A collection of more than 400 commercials from every U.S. presidential race since the inception of televised campaign advertising, “The Living Room Candidate” now includes Democrat and Republican ads from the current election cycle.
“The Living Room Candidate” was first published in 2000, and has served as a digital database for journalists, scholars, teachers and students nationwide. For the 2020 edition, the website was reformatted with an updated video player, making it easier to share content.
This year’s relaunch is also accompanied by a scholarly essay called “Hitting the Spot: How TV Advertising Remade American Politics,” which deals with the history of campaign advertising.

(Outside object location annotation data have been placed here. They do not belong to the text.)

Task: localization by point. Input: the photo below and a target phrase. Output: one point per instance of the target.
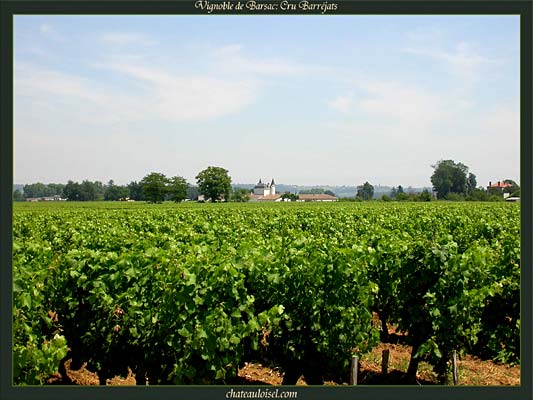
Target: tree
(89, 190)
(154, 187)
(289, 196)
(424, 195)
(449, 177)
(177, 188)
(214, 183)
(470, 183)
(513, 190)
(135, 191)
(192, 192)
(17, 195)
(365, 191)
(113, 192)
(72, 191)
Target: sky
(306, 100)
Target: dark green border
(8, 8)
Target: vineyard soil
(472, 370)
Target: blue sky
(325, 100)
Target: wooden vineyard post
(454, 368)
(385, 361)
(353, 373)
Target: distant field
(185, 293)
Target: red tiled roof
(268, 197)
(500, 185)
(316, 197)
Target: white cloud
(392, 101)
(343, 104)
(50, 32)
(232, 58)
(181, 97)
(126, 38)
(463, 61)
(158, 95)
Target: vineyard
(185, 294)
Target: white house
(264, 189)
(265, 192)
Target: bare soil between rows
(472, 372)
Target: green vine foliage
(184, 294)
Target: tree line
(213, 183)
(450, 181)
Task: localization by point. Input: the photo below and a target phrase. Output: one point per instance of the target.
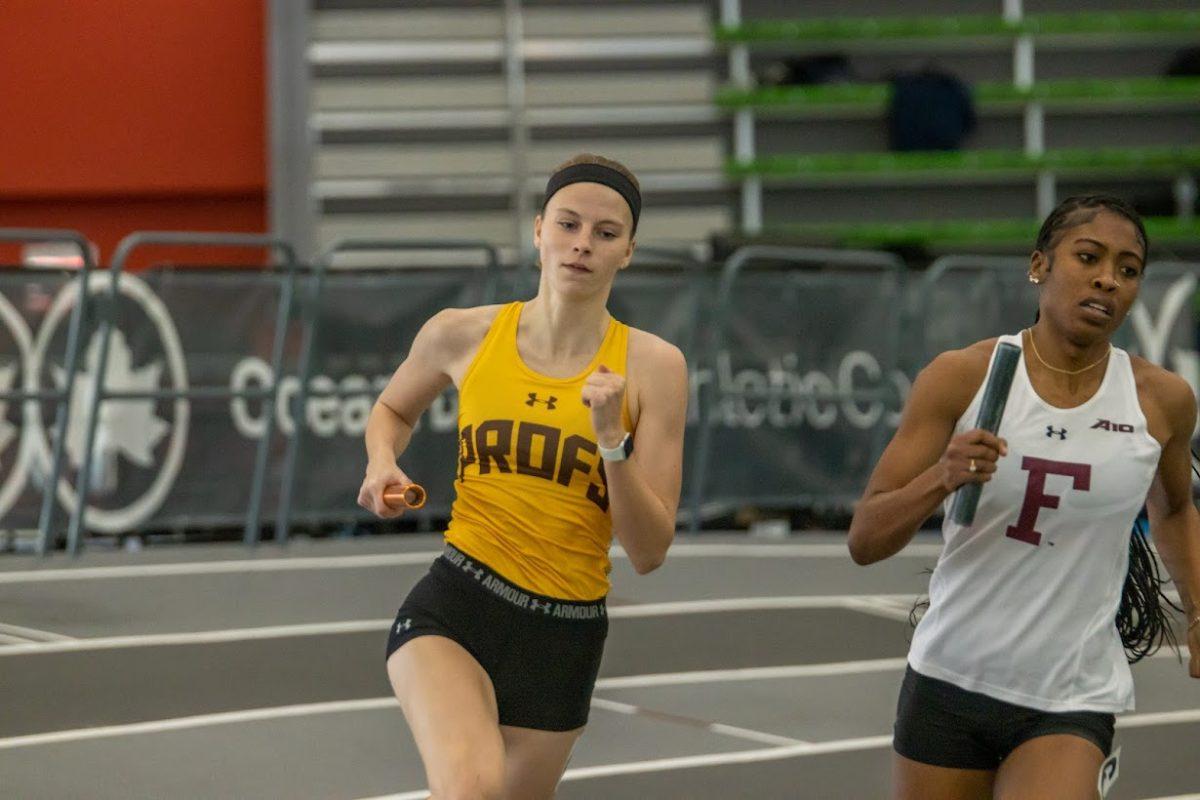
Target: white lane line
(358, 626)
(219, 567)
(751, 673)
(31, 633)
(377, 703)
(791, 751)
(199, 637)
(688, 762)
(678, 551)
(199, 721)
(760, 737)
(745, 603)
(895, 609)
(793, 549)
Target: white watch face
(619, 452)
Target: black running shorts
(541, 654)
(942, 725)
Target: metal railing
(493, 275)
(901, 334)
(270, 395)
(719, 317)
(61, 397)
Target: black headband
(595, 174)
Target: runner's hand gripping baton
(407, 497)
(995, 396)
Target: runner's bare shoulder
(955, 376)
(455, 334)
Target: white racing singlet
(1023, 602)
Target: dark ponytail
(1143, 619)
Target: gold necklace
(1060, 370)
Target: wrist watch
(623, 450)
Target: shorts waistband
(514, 595)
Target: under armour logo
(549, 403)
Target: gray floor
(742, 668)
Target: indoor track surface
(742, 668)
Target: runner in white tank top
(1018, 665)
(1066, 495)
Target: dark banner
(807, 382)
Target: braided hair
(1143, 619)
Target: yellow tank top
(532, 495)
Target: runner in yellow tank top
(495, 653)
(532, 489)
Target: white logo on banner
(342, 413)
(126, 428)
(781, 396)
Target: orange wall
(120, 115)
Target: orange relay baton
(409, 497)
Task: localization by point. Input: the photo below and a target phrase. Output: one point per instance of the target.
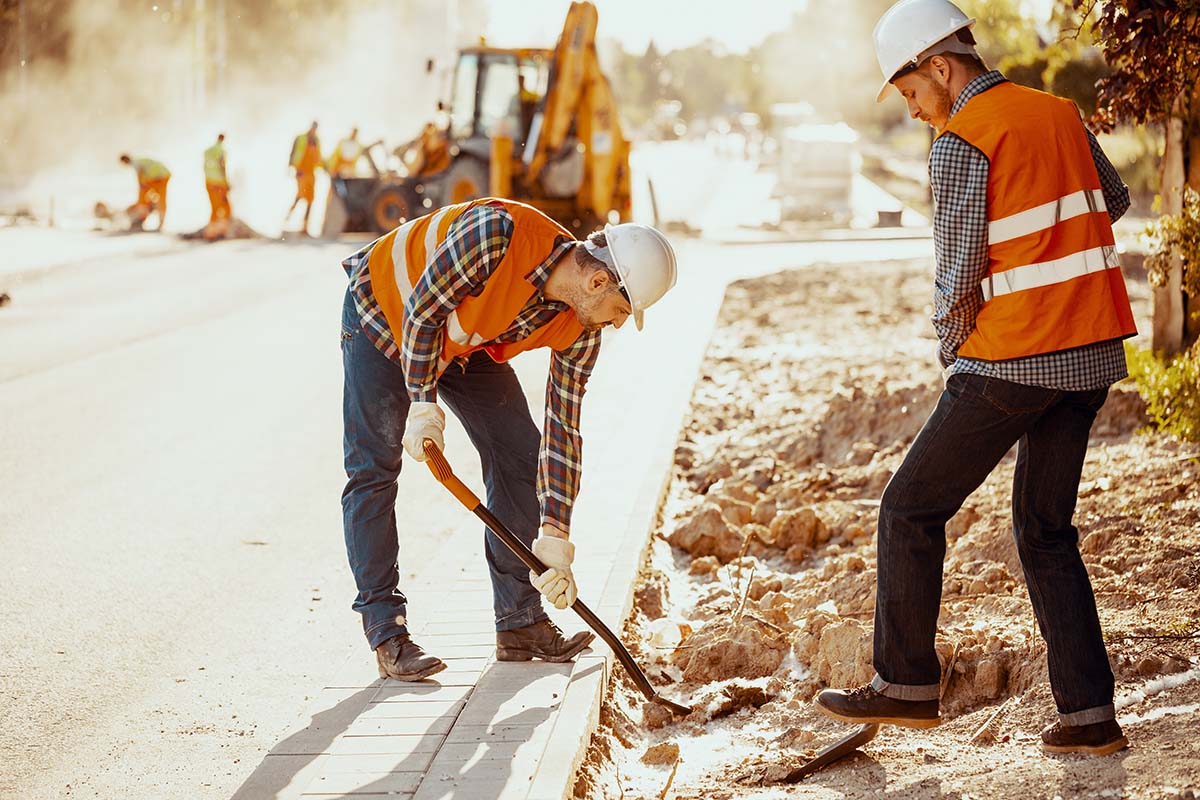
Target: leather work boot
(1096, 739)
(540, 641)
(402, 659)
(864, 704)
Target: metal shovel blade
(441, 469)
(831, 753)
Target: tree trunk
(1169, 300)
(1192, 302)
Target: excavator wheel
(467, 179)
(391, 206)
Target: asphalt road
(173, 581)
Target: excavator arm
(579, 100)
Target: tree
(1153, 49)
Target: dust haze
(162, 79)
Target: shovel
(441, 469)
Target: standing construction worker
(305, 158)
(153, 178)
(435, 311)
(345, 160)
(1030, 308)
(217, 186)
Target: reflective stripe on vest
(1032, 276)
(399, 258)
(1047, 215)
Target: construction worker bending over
(305, 158)
(217, 186)
(153, 178)
(433, 312)
(1030, 308)
(345, 160)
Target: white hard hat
(909, 31)
(643, 260)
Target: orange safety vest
(1054, 278)
(399, 258)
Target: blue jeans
(976, 422)
(489, 401)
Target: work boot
(1096, 739)
(864, 704)
(402, 659)
(540, 641)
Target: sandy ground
(759, 587)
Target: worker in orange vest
(153, 178)
(305, 158)
(473, 286)
(1030, 308)
(216, 182)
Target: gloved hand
(557, 583)
(425, 421)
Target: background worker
(433, 312)
(217, 186)
(305, 158)
(345, 160)
(153, 178)
(1030, 308)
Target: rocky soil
(759, 588)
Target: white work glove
(425, 421)
(557, 583)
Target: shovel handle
(441, 469)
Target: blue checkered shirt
(958, 174)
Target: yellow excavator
(533, 125)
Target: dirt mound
(797, 423)
(732, 649)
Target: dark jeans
(976, 422)
(487, 398)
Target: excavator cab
(497, 92)
(531, 124)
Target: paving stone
(498, 732)
(394, 745)
(400, 726)
(354, 783)
(424, 691)
(378, 762)
(413, 710)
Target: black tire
(393, 206)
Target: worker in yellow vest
(433, 313)
(345, 160)
(153, 178)
(1030, 308)
(216, 182)
(305, 158)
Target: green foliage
(1171, 390)
(1176, 235)
(1153, 47)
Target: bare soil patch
(759, 588)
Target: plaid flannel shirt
(474, 246)
(958, 174)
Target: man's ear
(940, 68)
(598, 281)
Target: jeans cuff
(522, 617)
(1089, 716)
(905, 692)
(385, 629)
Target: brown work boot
(864, 704)
(540, 641)
(1096, 739)
(402, 659)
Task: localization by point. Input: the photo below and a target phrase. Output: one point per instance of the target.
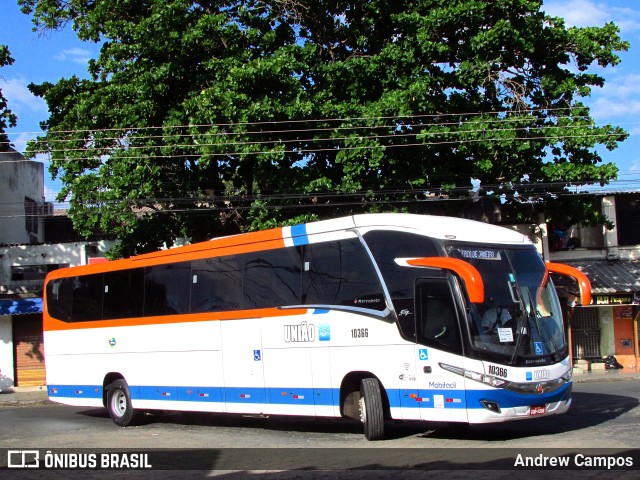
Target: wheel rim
(119, 403)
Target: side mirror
(467, 272)
(583, 282)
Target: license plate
(538, 410)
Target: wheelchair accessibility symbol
(538, 348)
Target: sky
(49, 57)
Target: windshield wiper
(548, 337)
(513, 285)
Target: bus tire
(371, 409)
(119, 405)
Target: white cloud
(618, 98)
(75, 55)
(19, 97)
(591, 13)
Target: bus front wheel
(119, 405)
(371, 409)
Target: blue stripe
(299, 235)
(315, 396)
(75, 391)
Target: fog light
(492, 406)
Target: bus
(374, 317)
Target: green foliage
(210, 117)
(7, 118)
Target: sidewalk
(21, 396)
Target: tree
(219, 116)
(7, 118)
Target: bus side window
(340, 273)
(166, 289)
(437, 320)
(216, 284)
(272, 278)
(59, 298)
(123, 294)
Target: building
(28, 221)
(611, 260)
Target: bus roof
(440, 227)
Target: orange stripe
(239, 244)
(51, 324)
(469, 274)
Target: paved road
(604, 416)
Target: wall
(623, 325)
(75, 253)
(6, 353)
(20, 178)
(607, 332)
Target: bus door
(438, 350)
(242, 358)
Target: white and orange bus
(373, 317)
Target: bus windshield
(521, 318)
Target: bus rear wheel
(119, 405)
(371, 409)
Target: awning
(611, 277)
(22, 306)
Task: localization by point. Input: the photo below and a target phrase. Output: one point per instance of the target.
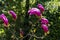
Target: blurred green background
(29, 23)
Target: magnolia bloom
(34, 11)
(13, 14)
(4, 19)
(44, 21)
(45, 28)
(41, 7)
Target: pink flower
(44, 27)
(41, 7)
(4, 19)
(44, 21)
(34, 11)
(13, 14)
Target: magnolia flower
(41, 7)
(44, 21)
(4, 19)
(13, 14)
(45, 28)
(34, 11)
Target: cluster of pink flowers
(38, 11)
(5, 19)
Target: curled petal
(44, 27)
(13, 14)
(41, 7)
(44, 21)
(4, 19)
(34, 11)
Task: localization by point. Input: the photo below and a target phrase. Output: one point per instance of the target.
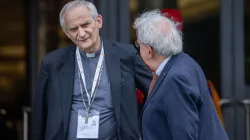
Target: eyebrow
(84, 23)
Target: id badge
(88, 124)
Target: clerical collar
(91, 55)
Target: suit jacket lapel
(160, 78)
(114, 72)
(66, 80)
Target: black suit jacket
(52, 100)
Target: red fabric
(175, 15)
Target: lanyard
(96, 77)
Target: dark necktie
(152, 83)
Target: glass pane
(12, 55)
(247, 42)
(201, 34)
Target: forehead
(77, 14)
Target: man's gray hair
(164, 38)
(73, 4)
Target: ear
(150, 51)
(99, 21)
(66, 33)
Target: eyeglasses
(137, 45)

Author Kathryn Cramer Brownell, who is the exhibition’s consulting curator, explores technological and ideological parallels between today's campaign and the Eisenhower campaign in 1952, which marked the beginning of televised campaign ads. It is posted on MoMI’s online publication “Reverse Shot.”
In addition to the essay, Brownell will also maintain a corresponding blog with analysis and insights into the use of political advertising during the 2020 campaigns.
On October 15, MoMI will infuse context into the exhibition with a live online discussion, moderated by Brownell, featuring media, politics and history experts versed in the subject of election advertising.
Panelists include Purdue University Professor Nadia E. Brown; Stanford University Professor Leo Chavez; Nicole Hemmer, associate research scholar with the Obama Presidency Oral History project; and David Schwartz, Manager of Theatrical Programming at Netflix and founding curator of “The Living Room Candidate.”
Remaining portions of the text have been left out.